Ulstein has entered into an agreement related to construction of an ULSTEIN SX134 design at Hanjin Heavy Industries & Construction Co in South Korea (Hanjin) for Korea Institute of Geoscience and Mineral Resources (KIGAM).

The vessel will be 92m long and 21m wide and fulfil the general demands of the seismic and oceanographic research industry for operations of seismic streamer cables, seismic bottom nodes, seismic high-resolution seafloor mapping, seafloor survey and sediment sampling.

The vessel will function as a base for up to 30 researchers, and will additionally, accommodate a crew of up to 20. The vessel has been designed to include a variety of installed equipment, such as a 3D/4D seismic 8-streamer system, high resolution 2D/3D seismic P-cable system, a multicomponent OBN acquisition system, a Marine Gravity and Magnetic system, Multibeam and Single beam echosounders and auxiliary equipment for in sea acoustic sounding systems.

Further, the vessel incorporates a Deep Sea Chirp Sub-bottom profiler, an Acoustic Doppler Current Profiler (ADCP) and a High profile Underwater Positioning system. Sediment samplers and geochemical analysis equipment are available for the on-board researchers.

The X-BOW® hull line design leads to reduction in slamming and vibrations which makes it very suited for research operations.
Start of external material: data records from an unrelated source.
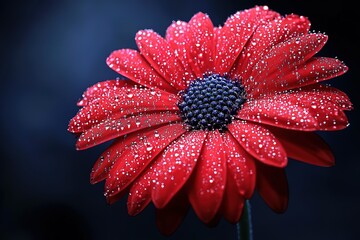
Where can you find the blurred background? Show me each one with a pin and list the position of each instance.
(51, 51)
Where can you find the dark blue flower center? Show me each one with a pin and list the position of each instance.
(211, 102)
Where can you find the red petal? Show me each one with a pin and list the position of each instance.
(265, 37)
(233, 202)
(132, 65)
(236, 32)
(278, 111)
(120, 102)
(99, 89)
(272, 185)
(161, 57)
(136, 158)
(199, 44)
(114, 198)
(259, 142)
(308, 109)
(140, 193)
(116, 126)
(112, 154)
(169, 218)
(175, 166)
(315, 70)
(175, 35)
(240, 167)
(207, 189)
(332, 94)
(281, 59)
(305, 146)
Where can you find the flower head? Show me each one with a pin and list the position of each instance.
(206, 115)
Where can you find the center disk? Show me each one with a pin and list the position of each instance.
(211, 102)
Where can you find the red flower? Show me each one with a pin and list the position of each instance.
(208, 114)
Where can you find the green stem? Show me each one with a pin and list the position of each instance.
(244, 226)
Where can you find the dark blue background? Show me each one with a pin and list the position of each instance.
(51, 51)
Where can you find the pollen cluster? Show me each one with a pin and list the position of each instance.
(211, 102)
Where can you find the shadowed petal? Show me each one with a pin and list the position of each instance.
(175, 35)
(282, 58)
(136, 158)
(307, 109)
(118, 126)
(307, 147)
(132, 65)
(112, 154)
(161, 57)
(233, 202)
(175, 166)
(265, 37)
(237, 30)
(240, 166)
(99, 89)
(199, 44)
(140, 192)
(119, 102)
(259, 142)
(209, 179)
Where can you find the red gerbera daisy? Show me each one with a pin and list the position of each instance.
(207, 114)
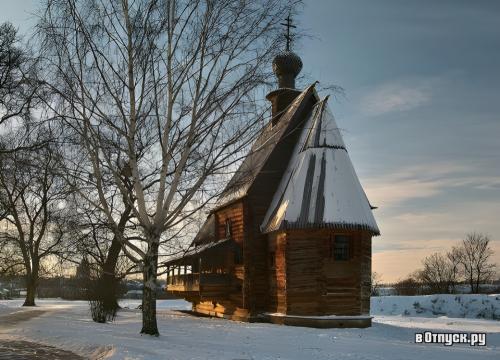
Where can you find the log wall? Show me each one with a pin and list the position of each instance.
(319, 285)
(277, 273)
(229, 304)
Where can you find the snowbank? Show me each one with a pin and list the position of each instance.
(67, 325)
(473, 306)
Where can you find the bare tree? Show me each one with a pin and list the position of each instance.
(474, 256)
(438, 274)
(32, 198)
(162, 93)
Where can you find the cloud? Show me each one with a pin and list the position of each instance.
(392, 97)
(412, 230)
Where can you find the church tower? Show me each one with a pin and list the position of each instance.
(289, 240)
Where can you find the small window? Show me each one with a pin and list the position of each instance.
(341, 247)
(238, 255)
(228, 229)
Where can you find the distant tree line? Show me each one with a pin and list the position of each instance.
(469, 263)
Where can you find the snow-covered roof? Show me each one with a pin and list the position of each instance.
(266, 142)
(320, 187)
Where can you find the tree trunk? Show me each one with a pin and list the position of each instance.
(31, 285)
(149, 325)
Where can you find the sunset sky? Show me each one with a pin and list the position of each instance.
(420, 115)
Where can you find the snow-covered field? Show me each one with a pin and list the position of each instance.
(67, 325)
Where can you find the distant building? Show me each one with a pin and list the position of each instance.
(290, 239)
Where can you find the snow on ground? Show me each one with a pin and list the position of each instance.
(67, 325)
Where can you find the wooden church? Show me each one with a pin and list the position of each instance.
(290, 238)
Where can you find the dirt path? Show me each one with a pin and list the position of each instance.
(13, 349)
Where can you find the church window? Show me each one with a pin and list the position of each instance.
(340, 249)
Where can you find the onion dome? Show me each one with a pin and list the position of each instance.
(286, 67)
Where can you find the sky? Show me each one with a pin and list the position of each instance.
(420, 114)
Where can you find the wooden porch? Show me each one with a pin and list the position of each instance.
(208, 283)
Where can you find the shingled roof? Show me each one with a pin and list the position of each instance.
(320, 187)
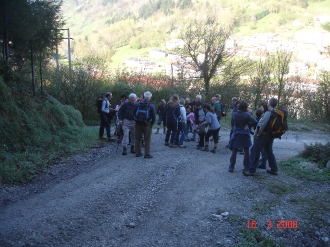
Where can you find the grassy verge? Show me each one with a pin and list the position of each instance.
(26, 165)
(293, 168)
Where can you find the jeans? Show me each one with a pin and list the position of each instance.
(172, 129)
(128, 127)
(262, 142)
(245, 161)
(214, 133)
(182, 129)
(146, 130)
(104, 124)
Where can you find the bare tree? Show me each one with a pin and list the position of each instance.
(204, 48)
(280, 68)
(259, 80)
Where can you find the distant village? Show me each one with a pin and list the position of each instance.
(309, 46)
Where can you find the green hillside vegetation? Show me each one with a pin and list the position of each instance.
(35, 130)
(109, 25)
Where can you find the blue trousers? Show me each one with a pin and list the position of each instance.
(263, 142)
(172, 129)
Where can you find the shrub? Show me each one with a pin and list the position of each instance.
(317, 152)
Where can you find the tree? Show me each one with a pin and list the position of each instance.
(204, 49)
(280, 61)
(28, 31)
(259, 81)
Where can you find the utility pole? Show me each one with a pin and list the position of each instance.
(69, 50)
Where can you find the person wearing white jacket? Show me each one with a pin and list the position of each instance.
(182, 127)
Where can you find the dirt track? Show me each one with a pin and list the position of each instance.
(100, 198)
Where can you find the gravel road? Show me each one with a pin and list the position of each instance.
(100, 198)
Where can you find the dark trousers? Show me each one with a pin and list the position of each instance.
(172, 129)
(263, 142)
(104, 124)
(145, 129)
(245, 161)
(214, 133)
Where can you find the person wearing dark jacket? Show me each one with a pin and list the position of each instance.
(172, 117)
(126, 120)
(144, 127)
(161, 112)
(105, 124)
(241, 135)
(199, 119)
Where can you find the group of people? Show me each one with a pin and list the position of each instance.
(136, 117)
(262, 149)
(178, 117)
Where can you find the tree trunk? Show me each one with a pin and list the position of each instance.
(32, 71)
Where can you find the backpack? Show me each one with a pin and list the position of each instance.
(142, 113)
(180, 117)
(278, 123)
(99, 102)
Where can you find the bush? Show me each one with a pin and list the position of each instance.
(318, 153)
(35, 130)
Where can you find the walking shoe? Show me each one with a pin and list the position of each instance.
(172, 145)
(247, 173)
(139, 154)
(272, 172)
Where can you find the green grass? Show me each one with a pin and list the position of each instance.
(277, 188)
(314, 6)
(126, 52)
(26, 165)
(253, 238)
(293, 168)
(317, 208)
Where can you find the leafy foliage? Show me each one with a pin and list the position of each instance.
(317, 152)
(262, 14)
(34, 130)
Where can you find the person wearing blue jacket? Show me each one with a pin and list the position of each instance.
(144, 127)
(241, 135)
(126, 120)
(172, 118)
(214, 127)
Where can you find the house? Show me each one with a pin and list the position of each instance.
(298, 68)
(173, 57)
(175, 43)
(297, 23)
(157, 54)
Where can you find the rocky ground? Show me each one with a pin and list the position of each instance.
(181, 197)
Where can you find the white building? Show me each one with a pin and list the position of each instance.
(157, 54)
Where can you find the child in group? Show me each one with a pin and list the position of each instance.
(191, 117)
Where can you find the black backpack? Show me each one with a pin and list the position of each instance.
(142, 113)
(278, 123)
(99, 102)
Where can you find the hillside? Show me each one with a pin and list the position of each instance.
(116, 29)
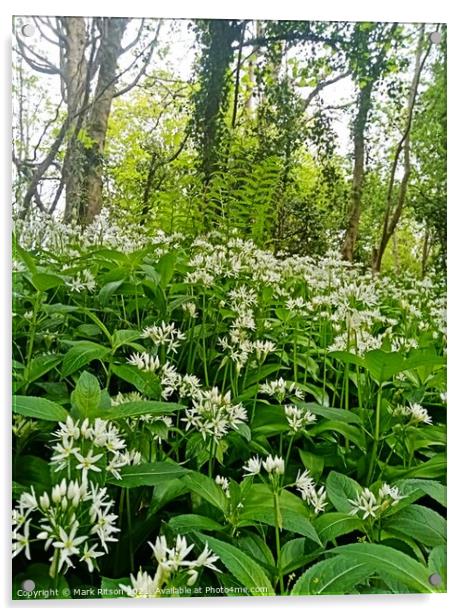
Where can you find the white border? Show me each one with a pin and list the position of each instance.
(392, 10)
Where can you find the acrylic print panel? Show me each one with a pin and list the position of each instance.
(229, 294)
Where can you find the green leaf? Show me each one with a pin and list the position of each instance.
(207, 489)
(145, 382)
(297, 553)
(121, 337)
(419, 523)
(434, 489)
(86, 396)
(340, 489)
(166, 268)
(352, 433)
(335, 524)
(332, 413)
(188, 522)
(382, 365)
(143, 407)
(82, 354)
(149, 474)
(41, 365)
(39, 408)
(435, 468)
(43, 282)
(256, 547)
(33, 471)
(438, 565)
(386, 560)
(108, 290)
(334, 576)
(313, 463)
(242, 566)
(258, 506)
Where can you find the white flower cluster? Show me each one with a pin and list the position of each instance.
(23, 426)
(213, 414)
(75, 519)
(91, 447)
(273, 465)
(224, 483)
(372, 505)
(187, 385)
(166, 335)
(281, 389)
(415, 412)
(84, 280)
(171, 562)
(306, 486)
(298, 418)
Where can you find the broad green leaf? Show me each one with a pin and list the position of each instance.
(419, 523)
(148, 474)
(297, 553)
(43, 282)
(86, 396)
(108, 290)
(242, 566)
(145, 382)
(335, 524)
(386, 560)
(121, 337)
(257, 548)
(207, 489)
(341, 488)
(39, 408)
(334, 576)
(434, 489)
(82, 354)
(40, 365)
(313, 463)
(188, 522)
(332, 413)
(438, 565)
(33, 471)
(383, 365)
(143, 407)
(352, 433)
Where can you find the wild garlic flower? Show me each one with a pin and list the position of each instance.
(172, 564)
(280, 389)
(263, 348)
(69, 518)
(298, 418)
(165, 334)
(190, 308)
(374, 505)
(91, 447)
(306, 486)
(224, 484)
(23, 426)
(365, 502)
(414, 412)
(274, 465)
(213, 414)
(252, 467)
(83, 281)
(144, 361)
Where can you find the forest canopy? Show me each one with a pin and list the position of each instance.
(303, 136)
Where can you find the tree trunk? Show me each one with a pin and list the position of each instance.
(112, 31)
(211, 99)
(364, 103)
(75, 70)
(391, 219)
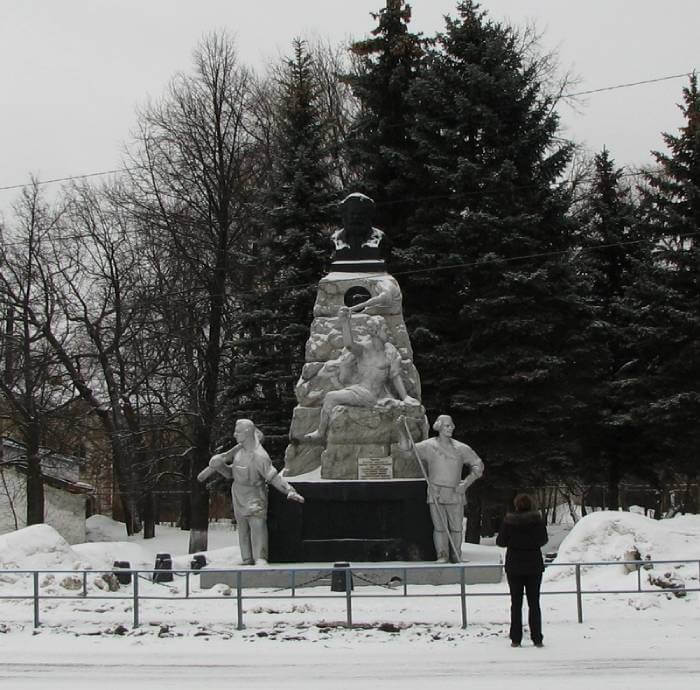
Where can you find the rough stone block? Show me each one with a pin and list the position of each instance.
(332, 288)
(300, 458)
(304, 420)
(339, 461)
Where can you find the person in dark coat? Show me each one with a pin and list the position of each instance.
(524, 533)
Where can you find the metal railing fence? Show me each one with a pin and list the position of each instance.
(242, 591)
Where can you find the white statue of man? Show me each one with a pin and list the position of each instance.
(442, 459)
(378, 364)
(250, 467)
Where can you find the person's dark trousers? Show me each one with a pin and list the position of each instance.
(531, 585)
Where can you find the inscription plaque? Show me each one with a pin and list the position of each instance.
(375, 468)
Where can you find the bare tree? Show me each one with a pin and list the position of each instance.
(193, 173)
(32, 384)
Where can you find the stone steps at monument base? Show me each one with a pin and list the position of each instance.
(364, 574)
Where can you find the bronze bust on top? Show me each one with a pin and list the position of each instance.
(357, 245)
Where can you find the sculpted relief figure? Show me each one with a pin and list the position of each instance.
(250, 467)
(385, 298)
(357, 239)
(377, 367)
(442, 459)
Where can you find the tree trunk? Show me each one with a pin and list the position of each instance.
(474, 513)
(199, 496)
(613, 497)
(126, 484)
(35, 482)
(148, 514)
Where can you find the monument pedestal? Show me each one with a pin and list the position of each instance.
(368, 521)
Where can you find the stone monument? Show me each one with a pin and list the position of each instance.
(358, 376)
(365, 492)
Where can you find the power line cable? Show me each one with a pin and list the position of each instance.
(625, 86)
(567, 95)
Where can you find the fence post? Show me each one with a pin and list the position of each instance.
(136, 598)
(239, 601)
(348, 598)
(463, 597)
(36, 598)
(579, 603)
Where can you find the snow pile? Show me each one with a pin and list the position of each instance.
(38, 547)
(624, 536)
(102, 528)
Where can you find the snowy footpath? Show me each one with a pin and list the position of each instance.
(637, 640)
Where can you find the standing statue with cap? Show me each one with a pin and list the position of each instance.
(441, 459)
(250, 467)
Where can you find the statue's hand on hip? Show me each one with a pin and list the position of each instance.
(294, 496)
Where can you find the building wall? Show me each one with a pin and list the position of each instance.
(63, 511)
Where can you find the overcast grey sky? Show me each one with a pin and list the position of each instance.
(73, 71)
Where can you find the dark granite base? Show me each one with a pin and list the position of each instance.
(375, 521)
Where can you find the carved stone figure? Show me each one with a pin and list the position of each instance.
(385, 298)
(442, 459)
(377, 366)
(357, 239)
(250, 467)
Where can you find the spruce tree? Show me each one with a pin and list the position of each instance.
(380, 149)
(611, 256)
(667, 303)
(497, 319)
(295, 209)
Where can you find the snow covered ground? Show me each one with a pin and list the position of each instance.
(638, 640)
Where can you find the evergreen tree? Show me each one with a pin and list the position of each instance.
(667, 301)
(610, 258)
(289, 257)
(494, 308)
(380, 148)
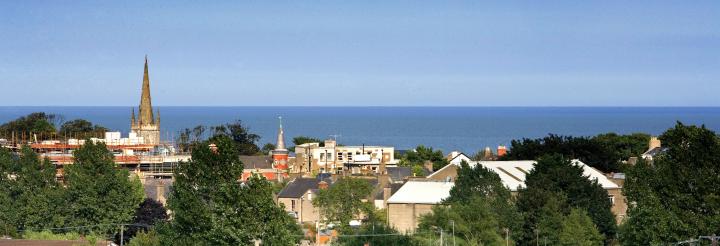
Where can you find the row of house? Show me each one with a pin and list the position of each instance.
(407, 198)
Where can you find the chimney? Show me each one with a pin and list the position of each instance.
(502, 150)
(428, 165)
(654, 143)
(322, 185)
(160, 190)
(488, 154)
(329, 143)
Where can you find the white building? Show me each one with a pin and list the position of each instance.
(331, 158)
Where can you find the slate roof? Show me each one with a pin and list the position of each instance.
(393, 188)
(256, 161)
(399, 173)
(655, 151)
(298, 186)
(151, 184)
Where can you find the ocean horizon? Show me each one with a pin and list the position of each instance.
(463, 128)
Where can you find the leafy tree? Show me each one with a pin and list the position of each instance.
(28, 190)
(556, 178)
(81, 129)
(342, 201)
(578, 229)
(97, 192)
(474, 221)
(149, 238)
(480, 206)
(267, 148)
(147, 214)
(241, 135)
(211, 206)
(677, 196)
(39, 123)
(423, 154)
(598, 154)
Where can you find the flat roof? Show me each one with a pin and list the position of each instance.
(423, 192)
This design increases the operability of the vessel, reduces speed loss and will have an improved effect on recording of data when in operation.

The design with its modern technology ensures efficient operations with less fuel consumption and less environmental footprint. The on-board comfort is also improved: “The calmer movements in the X-BOW® vessels have a big impact on the crew’s well-being”, quoting the chief officer on one of Ulstein’s previously delivered seismic research vessels.

In 1996, Ulstein’ s own shipyard Ulstein Verft delivered their vessel no.246, Tamhae II, for  KIGAM.